What could possibly be going on? Rob Buckland, Citi's chief global equity strategist, points out that weak fund flows are not in themselves something to be worried about. Generally, retail investors tend to buy at the top and sell at the bottom, as the following chart shows, and so it is encouraging that they are selling at present:

It is rather more discouraging to look at what Buckland thinks may in fact have been driving the market. If we look at Citi's measure of short covering over the last decade, we find that it hit a peak a week or so ago. It looks very much as though this market rally has been driven by short-sellers, who enthusiastically bet against the market, deciding to take their profits while they still had some. The fact that short-sellers felt the need to do this is an interesting and positive sign — but it does suggest that the confidence that has brought the market this far is built on slim foundations:

Meanwhile, the Citi strategists have also produced the scariest chart I have seen in a while. For many years, Tobias Levkovich, the bank's chief U.S. equity strategist, has been keeping a "Panic/Euphoria" index. This is based on rigorously quantitative and unchanging criteria all of which are rooted in market prices (the NYSE short interest ratio, margin debt, Nasdaq daily volume as a percentage of NYSE volume, a composite average of Investors Intelligence and the American Association of Individual Investors bullishness data, retail money funds, the put/call ratio, CRB futures index, gasoline prices and the ratio of price premiums in puts versus calls). It is a contrarian indicator. When the market is in panic, you should buy. In euphoria, you should sell.

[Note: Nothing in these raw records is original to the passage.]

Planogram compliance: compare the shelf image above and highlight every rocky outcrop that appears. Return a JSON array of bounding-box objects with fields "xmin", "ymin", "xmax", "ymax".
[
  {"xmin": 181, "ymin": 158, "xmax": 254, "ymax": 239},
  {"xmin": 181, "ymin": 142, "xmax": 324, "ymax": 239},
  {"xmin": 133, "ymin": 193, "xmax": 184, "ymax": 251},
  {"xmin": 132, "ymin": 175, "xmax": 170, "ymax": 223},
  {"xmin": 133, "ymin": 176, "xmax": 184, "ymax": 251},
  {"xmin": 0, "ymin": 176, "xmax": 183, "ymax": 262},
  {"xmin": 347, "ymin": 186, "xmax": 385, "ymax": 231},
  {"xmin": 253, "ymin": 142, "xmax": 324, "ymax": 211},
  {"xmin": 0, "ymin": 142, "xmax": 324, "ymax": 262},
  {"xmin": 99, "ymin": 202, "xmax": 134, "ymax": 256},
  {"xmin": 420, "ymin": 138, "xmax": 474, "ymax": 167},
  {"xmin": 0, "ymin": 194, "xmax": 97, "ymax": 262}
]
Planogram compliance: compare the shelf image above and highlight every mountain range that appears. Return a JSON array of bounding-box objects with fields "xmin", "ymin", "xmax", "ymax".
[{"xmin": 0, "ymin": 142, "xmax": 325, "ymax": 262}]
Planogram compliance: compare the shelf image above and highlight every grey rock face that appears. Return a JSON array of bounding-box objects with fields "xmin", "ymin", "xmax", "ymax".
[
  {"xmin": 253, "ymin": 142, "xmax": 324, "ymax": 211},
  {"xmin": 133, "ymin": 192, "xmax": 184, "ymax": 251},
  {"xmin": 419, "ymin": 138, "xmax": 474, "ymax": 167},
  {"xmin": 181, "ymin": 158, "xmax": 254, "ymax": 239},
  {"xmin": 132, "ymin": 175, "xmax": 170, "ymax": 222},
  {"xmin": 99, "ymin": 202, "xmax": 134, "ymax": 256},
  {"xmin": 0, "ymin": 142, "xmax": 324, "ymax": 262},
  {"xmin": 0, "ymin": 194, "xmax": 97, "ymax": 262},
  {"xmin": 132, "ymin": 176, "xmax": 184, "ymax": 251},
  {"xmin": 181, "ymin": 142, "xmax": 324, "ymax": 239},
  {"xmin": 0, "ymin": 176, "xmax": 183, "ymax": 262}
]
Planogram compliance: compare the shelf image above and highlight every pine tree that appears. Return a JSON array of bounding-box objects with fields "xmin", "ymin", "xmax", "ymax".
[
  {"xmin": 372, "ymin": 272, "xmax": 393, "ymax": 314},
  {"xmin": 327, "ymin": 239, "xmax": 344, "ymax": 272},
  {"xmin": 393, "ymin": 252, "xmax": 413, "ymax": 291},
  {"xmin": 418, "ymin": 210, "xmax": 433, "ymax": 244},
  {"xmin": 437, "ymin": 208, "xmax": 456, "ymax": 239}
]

Incredibly, the market is now euphoric:

This is a mind-blowing statistic. The market is plainly behaving as though it is ready for a strong post-Covid recovery — and there are good reasons why this might happen. But the notion that the market is in a state of euphoria, now of all times, is alarming.

 

Survival Tips

This might help those of you with kids who won't be at school for at least another three months. It is indeed a terrifying prospect. If you want to get them watching something moderately educational but still entertaining enough, I suggest the History Hit podcast and website run by the British public historian Dan Snow. He will even let you sign up for his TV service for almost nothing for a couple of months and feast on a big list of approachable documentaries. Some of them include interviews with people who designed historical strategic and role-playing video games, which was enough to keep my son interested, even if it did lead to an increase in pressure to buy him more games.